Intro and Installation
This is a fairly large topic. Every body learns python for the sake of being an easy language - it is coming out to be an essential languages to be learnt thanks to AI/ML ecosystem. Of course there are other usages of Python as well. Learning this language is easy, but in order to understand it even better, one step further would be to understand how it’s interpreter is actually implemented. Python is an open source language, and you have all the time in the world to go through it. I am writing this blog post to present a very high level overview of how python works internally - since I have been able to take a look at it’s internals and now I know the language better - even though I haven’t written anything beyond “Hello World”.
This post is inspired by a great video series by Philip Guo accompanied with my desire to explore and know the language in a better way. I am trying to make an attempt to give initial direction in exploring the internal workings of python and it’s magnitude is no way near to Philip’s aura. I have written this by including some of the nuances of learning - which I observed while I was going through the process. If you are inspired to take a deeper look into this topic, I would highly recommend going through this 10 hour walk through.
You must have heard Python is an interpreted language. Well, it’s true but partially. Ideally in almost all the languages, the source code (in our case
.py files) is first converted to something that is closer to machine and then fed to on the go executable which produces the output. Before we go any further, let us try to understand how Python works, what it consists of on a very high level - end to end.
Referring to the diagram here - the large Purple box named “Python” represents, well, the Python executable. When you write a program in Python, it is fed to this executable, and if everything is well, it produces the output. The Python executable itself has some more surprising components. Within this box, your source code is first processed by a compiler to produce something called as bytecode, which is then interpreted by one of the Python interpreters to produce the real world output. The compiler compiles the source code. The implementation of the compiler it self is a generic one and honestly it is a different topic all together. Bytecode is something that is closer to the processor. In the upcoming sections we would see it almost looks like assembly language code, but it’s not. In fact, it is somewhere between assembly language but still very much human readable. Interpreter is the main topic here. This is where all the magic happens. As you can see in the image, interpreter has various implementations. The official implementation is CPython which is written in C. Below are some more with links to respective sources.
- CPython - official implementation, can be found on python.org as well.
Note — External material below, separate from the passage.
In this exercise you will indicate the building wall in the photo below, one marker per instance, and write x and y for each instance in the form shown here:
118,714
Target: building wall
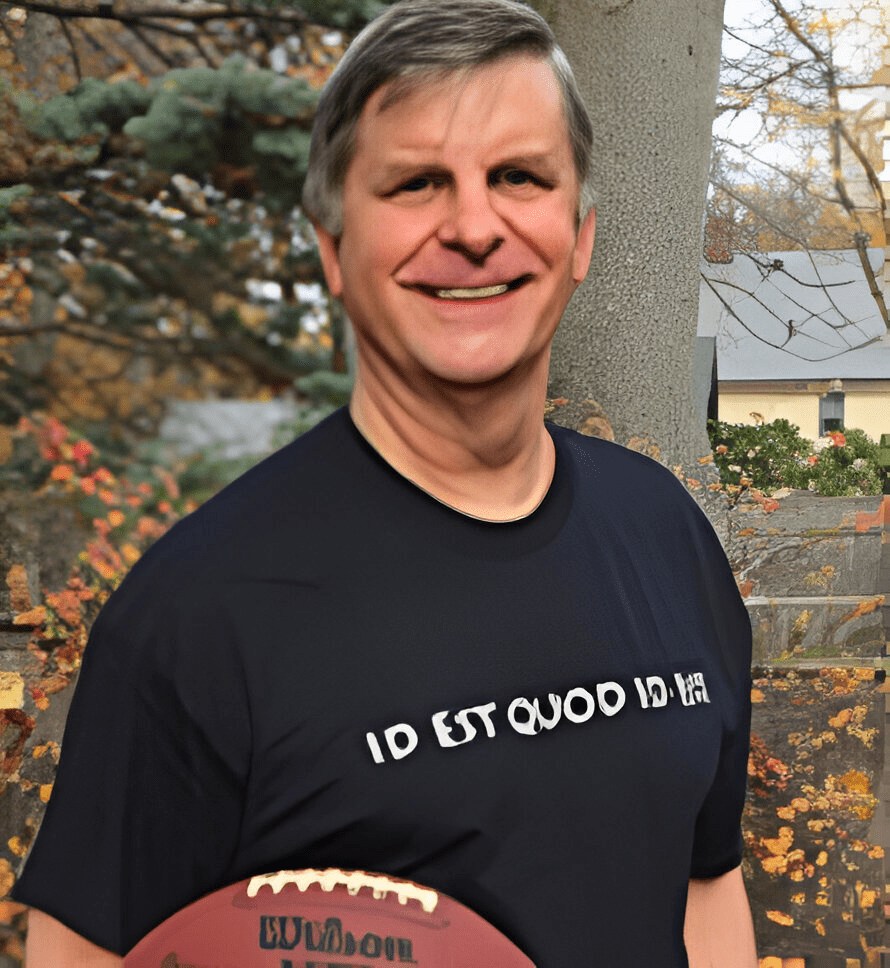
867,410
800,408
- Jython - Python interpreter written in Java.
- PyPy - Python interpreter written in Python itself.
- IronPython - Implementation of Python closely integrated with .NET framework.
- Skulpt - this is a cool one. This is browser implementation for Python!
As mentioned earlier, Python is an open source language created 30 years ago by a programmer named Guido van Rossum. You can find the source code of the same (CPython) on their website or you can clone the github repository as mentioned in above list. The steps to compile this source code into Python executable can be found here. The beauty of open source is, you can actually alter this source code as per your needs and compile your own version of interpreter. Or, you may choose to write the python interpreter completely from scratch? may be in one of your esoteric programming languages?
Python Source Code Tree
Looking at Python source code can be overwhelming at times. There are a lot of
.h files and normally you would be lost. It is difficult to know where to start. For starters, there are few important directories as below where you may want to take a glance initially.
- Include - this directory contains all the header files related to the interfaces for object. This is what the outside world sees.
- Objects - contains all
.cfiles. Each file represents specific type of object being used in python programs.
- Python - this is the main runtime of Python.
- Lib - standard library module which is pretty big. The great part about this is that there are so many library functions provided out of the box. As a dev you just have to import them into your program - instead of reinventing the wheel.
- /Python/ceval.c - this file contains the main interpreter loop. Image below.
I would suggest to spend some time taking a look around the source code files.